Personal information
- Born: Edirimuni Dinuka Nishan Perera Karunaratne 6 October 1987 (age 38) Galle, Sri Lanka
- Height: 1.71 m (5 ft 7 in)
- Weight: 69 kg (152 lb)

Sport
- Country: Sri Lanka
- Sport: Badminton
- Handedness: Right

Men's singles & doubles
- Highest ranking: 79 (MS 4 December 2014) 90 / 41 2008 (MD 26 August 2010)
- BWF profile

Medal record
Men's badminton
Representing Sri Lanka
South Asian Games
| Silver medal – second place | 2006 Colombo | Men's team |
| Silver medal – second place | 2010 Dhaka | Men's team |
| Silver medal – second place | 2019 Kathmandu–Pokhara | Men's team |
| Bronze medal – third place | 2010 Dhaka | Men's singles |
| Bronze medal – third place | 2019 Kathmandu–Pokhara | Men's singles |

= Dinuka Karunaratne =

Sri Lankan badminton player

Edirimuni Dinuka Nishan Perera Karunaratne (Sinhala: දිනුක කරුණාරත්න; Tamil: தினுக கருணாரத்ன; born 6 October 1987) is a Sri Lankan badminton player.

== Personal life ==
His father Louie Karunaratne and brothers Niluka Karunaratne and Diluka Karunaratne also a professional badminton players, while his younger brother Chamika Karunaratne, was a badminton player and now a professional cricketer.

== Career ==
He started playing badminton at aged 7, then in 2004 and 2005 he won the boys' singles and doubles of the Sri Lankan Junior National Badminton Championships.
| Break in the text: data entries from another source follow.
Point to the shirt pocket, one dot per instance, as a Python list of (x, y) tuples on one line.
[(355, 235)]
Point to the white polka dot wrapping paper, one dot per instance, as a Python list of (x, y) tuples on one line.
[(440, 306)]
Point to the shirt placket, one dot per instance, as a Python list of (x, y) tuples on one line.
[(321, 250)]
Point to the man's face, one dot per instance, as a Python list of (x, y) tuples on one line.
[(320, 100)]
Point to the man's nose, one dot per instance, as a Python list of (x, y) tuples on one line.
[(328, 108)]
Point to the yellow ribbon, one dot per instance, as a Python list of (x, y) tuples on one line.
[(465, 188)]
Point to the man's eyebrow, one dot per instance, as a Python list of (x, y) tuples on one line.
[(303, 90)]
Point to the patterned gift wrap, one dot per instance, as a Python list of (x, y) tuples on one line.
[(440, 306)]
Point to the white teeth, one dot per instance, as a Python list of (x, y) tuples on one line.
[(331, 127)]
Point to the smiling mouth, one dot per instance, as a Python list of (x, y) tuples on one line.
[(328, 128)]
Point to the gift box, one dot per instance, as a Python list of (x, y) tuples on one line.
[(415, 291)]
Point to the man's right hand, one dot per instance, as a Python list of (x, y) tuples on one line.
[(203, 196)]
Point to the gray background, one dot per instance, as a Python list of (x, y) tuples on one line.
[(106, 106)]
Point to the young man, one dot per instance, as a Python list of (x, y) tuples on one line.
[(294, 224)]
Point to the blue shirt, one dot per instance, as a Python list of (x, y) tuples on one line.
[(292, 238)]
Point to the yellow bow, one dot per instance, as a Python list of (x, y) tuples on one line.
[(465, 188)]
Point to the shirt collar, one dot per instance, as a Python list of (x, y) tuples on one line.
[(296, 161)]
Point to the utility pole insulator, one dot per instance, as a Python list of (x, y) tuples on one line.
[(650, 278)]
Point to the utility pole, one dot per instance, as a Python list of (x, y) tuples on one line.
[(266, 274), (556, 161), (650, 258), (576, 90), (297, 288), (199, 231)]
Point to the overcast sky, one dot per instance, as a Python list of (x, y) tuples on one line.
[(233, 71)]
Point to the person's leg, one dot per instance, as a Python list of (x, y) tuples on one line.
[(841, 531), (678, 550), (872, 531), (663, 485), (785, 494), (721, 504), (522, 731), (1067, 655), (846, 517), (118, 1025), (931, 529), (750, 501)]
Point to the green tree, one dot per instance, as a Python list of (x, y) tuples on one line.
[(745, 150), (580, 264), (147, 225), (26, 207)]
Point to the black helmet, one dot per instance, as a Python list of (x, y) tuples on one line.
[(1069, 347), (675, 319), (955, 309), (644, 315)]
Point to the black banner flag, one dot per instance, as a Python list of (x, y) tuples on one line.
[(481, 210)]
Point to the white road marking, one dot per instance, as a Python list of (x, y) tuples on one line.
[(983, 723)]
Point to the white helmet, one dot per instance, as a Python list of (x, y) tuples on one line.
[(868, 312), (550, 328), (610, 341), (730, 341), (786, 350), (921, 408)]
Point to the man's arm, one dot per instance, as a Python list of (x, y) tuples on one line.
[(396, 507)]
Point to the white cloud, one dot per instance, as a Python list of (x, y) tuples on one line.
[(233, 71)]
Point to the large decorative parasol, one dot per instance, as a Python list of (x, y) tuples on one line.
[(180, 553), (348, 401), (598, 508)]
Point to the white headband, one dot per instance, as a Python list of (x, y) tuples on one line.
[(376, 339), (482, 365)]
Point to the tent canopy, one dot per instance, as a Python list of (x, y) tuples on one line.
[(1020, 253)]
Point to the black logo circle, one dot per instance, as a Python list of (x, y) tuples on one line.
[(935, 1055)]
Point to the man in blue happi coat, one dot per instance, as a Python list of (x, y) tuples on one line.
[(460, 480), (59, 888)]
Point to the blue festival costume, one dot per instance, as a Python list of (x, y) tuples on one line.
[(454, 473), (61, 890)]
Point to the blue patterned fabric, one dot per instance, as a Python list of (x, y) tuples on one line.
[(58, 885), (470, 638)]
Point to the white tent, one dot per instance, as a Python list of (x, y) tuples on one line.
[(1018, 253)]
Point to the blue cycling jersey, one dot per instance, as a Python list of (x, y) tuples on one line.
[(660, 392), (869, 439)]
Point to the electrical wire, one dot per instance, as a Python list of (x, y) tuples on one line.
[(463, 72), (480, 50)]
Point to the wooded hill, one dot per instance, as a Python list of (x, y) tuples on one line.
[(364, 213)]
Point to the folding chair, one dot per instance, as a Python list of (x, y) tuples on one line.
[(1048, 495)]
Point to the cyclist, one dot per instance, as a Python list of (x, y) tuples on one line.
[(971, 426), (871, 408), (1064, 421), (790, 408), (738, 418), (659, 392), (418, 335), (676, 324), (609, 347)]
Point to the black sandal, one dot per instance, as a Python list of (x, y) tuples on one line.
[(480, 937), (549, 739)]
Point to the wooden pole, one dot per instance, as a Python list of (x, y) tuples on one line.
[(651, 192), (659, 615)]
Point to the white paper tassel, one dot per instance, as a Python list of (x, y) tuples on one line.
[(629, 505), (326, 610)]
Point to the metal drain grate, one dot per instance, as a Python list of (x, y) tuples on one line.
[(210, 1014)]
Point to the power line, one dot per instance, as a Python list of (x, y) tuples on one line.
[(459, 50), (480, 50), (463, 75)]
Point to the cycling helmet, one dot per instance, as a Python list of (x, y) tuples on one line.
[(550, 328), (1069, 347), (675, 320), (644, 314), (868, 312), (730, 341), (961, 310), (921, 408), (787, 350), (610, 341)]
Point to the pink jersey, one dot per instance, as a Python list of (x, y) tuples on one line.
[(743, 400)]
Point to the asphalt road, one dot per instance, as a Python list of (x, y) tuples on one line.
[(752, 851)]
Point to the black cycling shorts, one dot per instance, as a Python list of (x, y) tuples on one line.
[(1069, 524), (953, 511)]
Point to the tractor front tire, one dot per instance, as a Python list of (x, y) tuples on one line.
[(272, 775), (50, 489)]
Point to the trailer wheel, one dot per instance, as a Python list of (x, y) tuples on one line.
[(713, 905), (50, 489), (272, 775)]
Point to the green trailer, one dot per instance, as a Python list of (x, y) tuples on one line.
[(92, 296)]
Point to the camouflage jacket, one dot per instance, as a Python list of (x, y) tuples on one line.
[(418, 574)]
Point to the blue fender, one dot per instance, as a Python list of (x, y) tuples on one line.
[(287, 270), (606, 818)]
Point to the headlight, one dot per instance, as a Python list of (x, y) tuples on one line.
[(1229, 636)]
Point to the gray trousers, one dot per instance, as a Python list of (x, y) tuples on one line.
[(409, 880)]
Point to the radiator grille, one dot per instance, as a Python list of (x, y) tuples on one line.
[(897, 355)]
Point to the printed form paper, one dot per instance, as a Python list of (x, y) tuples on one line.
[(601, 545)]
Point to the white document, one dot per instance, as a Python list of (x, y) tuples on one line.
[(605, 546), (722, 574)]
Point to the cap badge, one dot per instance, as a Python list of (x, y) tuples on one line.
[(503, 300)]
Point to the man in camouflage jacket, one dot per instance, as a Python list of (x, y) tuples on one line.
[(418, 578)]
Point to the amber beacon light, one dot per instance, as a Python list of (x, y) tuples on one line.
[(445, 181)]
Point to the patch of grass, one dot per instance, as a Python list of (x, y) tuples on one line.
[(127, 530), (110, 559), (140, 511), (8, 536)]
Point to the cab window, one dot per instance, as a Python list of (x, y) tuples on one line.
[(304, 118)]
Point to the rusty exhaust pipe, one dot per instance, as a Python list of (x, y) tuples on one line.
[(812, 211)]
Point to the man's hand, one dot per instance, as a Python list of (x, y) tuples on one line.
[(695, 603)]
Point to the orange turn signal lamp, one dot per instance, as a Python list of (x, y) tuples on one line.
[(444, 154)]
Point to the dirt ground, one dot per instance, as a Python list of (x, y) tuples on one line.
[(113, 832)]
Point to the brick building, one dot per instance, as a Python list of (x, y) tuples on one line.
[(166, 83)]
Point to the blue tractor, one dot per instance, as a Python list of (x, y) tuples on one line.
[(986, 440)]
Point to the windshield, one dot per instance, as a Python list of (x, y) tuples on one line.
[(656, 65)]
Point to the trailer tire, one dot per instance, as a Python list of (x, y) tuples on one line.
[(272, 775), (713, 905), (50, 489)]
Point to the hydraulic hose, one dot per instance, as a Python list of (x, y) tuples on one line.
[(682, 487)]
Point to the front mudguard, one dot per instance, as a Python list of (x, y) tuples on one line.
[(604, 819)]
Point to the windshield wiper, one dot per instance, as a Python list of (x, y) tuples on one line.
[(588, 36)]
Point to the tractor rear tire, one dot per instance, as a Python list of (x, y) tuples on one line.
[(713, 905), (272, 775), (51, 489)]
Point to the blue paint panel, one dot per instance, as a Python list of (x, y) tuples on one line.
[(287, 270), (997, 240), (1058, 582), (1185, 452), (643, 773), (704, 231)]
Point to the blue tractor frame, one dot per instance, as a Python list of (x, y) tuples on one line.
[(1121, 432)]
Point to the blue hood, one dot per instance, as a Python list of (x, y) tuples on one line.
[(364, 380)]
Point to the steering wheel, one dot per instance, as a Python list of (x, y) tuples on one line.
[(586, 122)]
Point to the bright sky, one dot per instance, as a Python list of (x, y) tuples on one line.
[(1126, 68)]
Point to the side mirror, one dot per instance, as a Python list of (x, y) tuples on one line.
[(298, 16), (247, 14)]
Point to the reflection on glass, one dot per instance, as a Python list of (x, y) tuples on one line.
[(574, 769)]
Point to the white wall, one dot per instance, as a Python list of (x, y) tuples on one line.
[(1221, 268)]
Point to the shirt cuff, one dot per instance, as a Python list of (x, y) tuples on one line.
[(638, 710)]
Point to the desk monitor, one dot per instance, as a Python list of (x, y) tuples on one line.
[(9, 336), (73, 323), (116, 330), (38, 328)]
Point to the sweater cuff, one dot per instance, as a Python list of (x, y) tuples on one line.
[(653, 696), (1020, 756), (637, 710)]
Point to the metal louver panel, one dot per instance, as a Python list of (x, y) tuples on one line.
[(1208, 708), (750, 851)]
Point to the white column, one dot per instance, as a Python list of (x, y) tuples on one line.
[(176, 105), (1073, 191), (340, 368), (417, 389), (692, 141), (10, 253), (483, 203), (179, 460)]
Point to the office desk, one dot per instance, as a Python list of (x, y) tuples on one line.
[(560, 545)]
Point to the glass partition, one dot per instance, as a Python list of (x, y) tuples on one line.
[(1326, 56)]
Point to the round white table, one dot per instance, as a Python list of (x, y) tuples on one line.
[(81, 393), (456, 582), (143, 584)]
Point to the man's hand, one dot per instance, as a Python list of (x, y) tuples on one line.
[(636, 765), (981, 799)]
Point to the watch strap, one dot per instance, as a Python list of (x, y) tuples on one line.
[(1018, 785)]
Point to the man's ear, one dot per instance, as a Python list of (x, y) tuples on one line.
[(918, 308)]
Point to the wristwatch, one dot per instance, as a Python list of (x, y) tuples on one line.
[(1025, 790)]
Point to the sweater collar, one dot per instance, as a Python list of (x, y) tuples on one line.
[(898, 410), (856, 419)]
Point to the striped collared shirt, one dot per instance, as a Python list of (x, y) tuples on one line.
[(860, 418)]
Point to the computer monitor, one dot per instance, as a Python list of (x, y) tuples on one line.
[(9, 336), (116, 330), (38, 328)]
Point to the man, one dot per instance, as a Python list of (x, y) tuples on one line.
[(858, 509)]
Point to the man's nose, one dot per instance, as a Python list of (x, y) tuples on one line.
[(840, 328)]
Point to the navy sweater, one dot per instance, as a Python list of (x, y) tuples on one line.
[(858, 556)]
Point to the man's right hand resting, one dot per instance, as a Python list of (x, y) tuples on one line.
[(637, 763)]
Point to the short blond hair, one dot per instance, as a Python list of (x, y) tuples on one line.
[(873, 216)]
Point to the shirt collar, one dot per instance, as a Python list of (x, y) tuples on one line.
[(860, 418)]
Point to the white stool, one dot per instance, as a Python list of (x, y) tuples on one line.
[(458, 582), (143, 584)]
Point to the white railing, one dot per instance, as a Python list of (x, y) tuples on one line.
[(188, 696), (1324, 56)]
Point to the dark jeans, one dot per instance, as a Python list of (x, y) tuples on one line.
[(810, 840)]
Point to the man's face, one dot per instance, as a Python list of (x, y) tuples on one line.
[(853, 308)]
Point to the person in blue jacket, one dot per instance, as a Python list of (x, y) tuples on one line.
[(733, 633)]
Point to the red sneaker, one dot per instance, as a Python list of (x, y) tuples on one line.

In 2007, he won the Jordan Satellite tournament in men's doubles event partnered with Niluka. In 2008, he won his first national senior title in men's doubles event at the Sri Lankan National Badminton Championships. He also won the Uganda International and became the semi-finalist of the Iran Fajr International tournaments in men's doubles event paired with Diluka Karunaratne.

In 2010, he became the champion of the Sri Lankan National Badminton Championships in men's singles event after defeated his teammate Eranga Fernando. He also participated at the Commonwealth Games in New Delhi, India.

In 2011, he became the semi-finalist of Welsh International tournament in men's singles event. In 2012, he won the Sri Lankan National Badminton Championships in men's doubles event and became the runner-up in men's singles event after beat by his own brother Niluka with scores 21-15, 22-20. In September 2012, he competed at the Brazil International tournament in men's doubles event and finished in third place.

In 2013, he won the Uganda International tournament in men's singles event beat Subhankar Dey of India 21-16, 21-17 in a game that lasted 34 minutes. Subhankar took the lead in the two games, but Dinuka's good game reading and clever net play was enough to win him the title. He also became the runner-up of Bahrain International tournament defeated by Sameer Verma of India.

In 2014, he defended his title in men's singles event at the Uganda International tournament after beating South Africa's Jacob Maliekal 2-0 (21-12, 21-15) in a highly supported game and also became the runner-up of the Bahrain International tournaments after defeated by Subhankar Dey of India 21-19, 13-21, 21-11. He finished third at the Sri Lanka International tournament after losing a match to Anand Pawar of India in three games, 21-12, 15-21, 21-11. He also competed in the men's singles and mixed team events at the Commonwealth Games in Glasgow, Scotland, and defeated by Daren Liew of Malaysia 21-19, 21-12 in round of 16. In the mixed team event, the Sri Lankan national badminton team defeated by England national badminton team 3-0, where he played in mixed doubles event partnered with Thilini Hendahewa lose to English paired Chris and Gabby Adcock 21-13, 21-10. In 2016, he became the champion in the men's doubles event at the Uganda International tournament partnered with Niluka, after beat the Egyptian paired Ali Ahmed El Khateeb and Abdelrahman Kashkal 21-17, 21-17.

In 2018, he made his fourth appearance at the Commonwealth Games, by competing in Gold Coast.

In 2019, he competed at the South Asian Games in Nepal, won the silver medal in the team event, and the bronze medal in the singles event.